Here’s the key section of their RCA:
Unfortunately, there were assumptions made in the past, that the list of
columns returned by a query like this would only include the “default”
database:
SELECT
name,
type
FROM system.columns
WHERE
table = ‘http_requests_features’
order by name;
Note how the query does not filter for the database name. With us
gradually rolling out the explicit grants to users of a given ClickHouse
cluster, after the change at 11:05 the query above started returning
“duplicates” of columns because those were for underlying tables stored
in the r0 database.
This, unfortunately, was the type of query that was performed by the Bot
Management feature file generation logic to construct each input
“feature” for the file mentioned at the beginning of this section.
The query above would return a table of columns like the one displayed
(simplified example):
However, as part of the additional permissions that were granted to the
user, the response now contained all the metadata of the r0 schema
effectively more than doubling the rows in the response ultimately
affecting the number of rows (i.e. features) in the final file output.
A central database query didn’t have the right constraints to express
business rules. Not only it missed the database name, but it clearly
needs a distinct and a limit, since these seem to be crucial business
rules.
So, a new underlying security work manifested the (unintended) potential
already there in the query.
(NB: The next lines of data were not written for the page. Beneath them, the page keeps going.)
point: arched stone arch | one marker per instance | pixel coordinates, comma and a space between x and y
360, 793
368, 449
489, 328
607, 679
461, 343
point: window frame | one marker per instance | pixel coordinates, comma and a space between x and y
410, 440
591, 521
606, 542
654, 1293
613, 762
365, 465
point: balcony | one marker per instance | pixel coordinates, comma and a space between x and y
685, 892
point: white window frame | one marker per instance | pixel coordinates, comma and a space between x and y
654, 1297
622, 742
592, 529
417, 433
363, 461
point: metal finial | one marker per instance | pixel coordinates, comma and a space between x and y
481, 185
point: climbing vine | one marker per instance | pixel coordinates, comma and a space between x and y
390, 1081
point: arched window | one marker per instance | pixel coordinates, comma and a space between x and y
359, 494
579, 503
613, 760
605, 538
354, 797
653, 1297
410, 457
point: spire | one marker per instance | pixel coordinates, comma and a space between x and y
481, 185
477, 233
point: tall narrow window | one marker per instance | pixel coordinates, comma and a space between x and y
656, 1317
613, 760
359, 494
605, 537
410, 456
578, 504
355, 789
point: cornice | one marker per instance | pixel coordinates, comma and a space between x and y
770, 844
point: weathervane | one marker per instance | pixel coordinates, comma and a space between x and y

Since this was by definition unintended, the
application code didn’t expect that value to be what it was, and reacted
poorly. This caused a crash loop across seemingly all of cloudflare’s
core systems. This bug wasn’t caught during rollout because the faulty
code path required data that was assumed to be impossible to be
generated.
Sounds familiar? It should. Any senior engineer has seen this pattern
before. This is classic database/application mismatch. With this in
mind, let’s review how Cloudflare is planning to prevent this from happening
again:
Hardening ingestion of Cloudflare-generated configuration files in the same way we would for user-generated input
Enabling more global kill switches for features
Eliminating the ability for core dumps or other error reports to overwhelm system resources
Reviewing failure modes for error conditions across all core proxy modules
These are all solid, reasonable steps. But here’s the problem: they
already do most of this—and the outage happened anyway.
Why? Because of they seem to mistake physical replication with not
having a single point of failure. This mistakes the physical layer with
the logical layer. One can have a logical single point of failure
without having any physical one, which was the case in this
situation.
I base my paragraph on their choice of abandoning PostgreSQL and
adopting
ClickHouse(Bocharov 2018). The
whole post is a great overview on trying to process data fast, without a
single line on how to garantee its logical correctness/consistency in
the face of changes.
They are treating a logical problem as if it was a physical problem
I’ll repeat the same advice I offered in my previous article on GCP’s outage:
The real cause
These kinds of outages stem from the uncontrolled interaction between
application logic and database schema. You can’t reliably catch that
with more tests or rollouts or flags. You prevent it by
construction—through analytical design.
FAANG-style companies are unlikely to adopt formal methods or relational
rigor wholesale. But for their most critical systems, they should. It’s
the only way to make failures like this impossible by design, rather
than just less likely.
The internet would thank them. (Cloud users too—caveat emptor.)
Chapman, Roderick, Claire Dross, Stuart Matthews, and Yannick Moy. 2024. “Co-Developing Programs and Their Proof of Correctness.” Commun. Acm 67 (3): 84–94. https://doi.org/10.1145/3624728.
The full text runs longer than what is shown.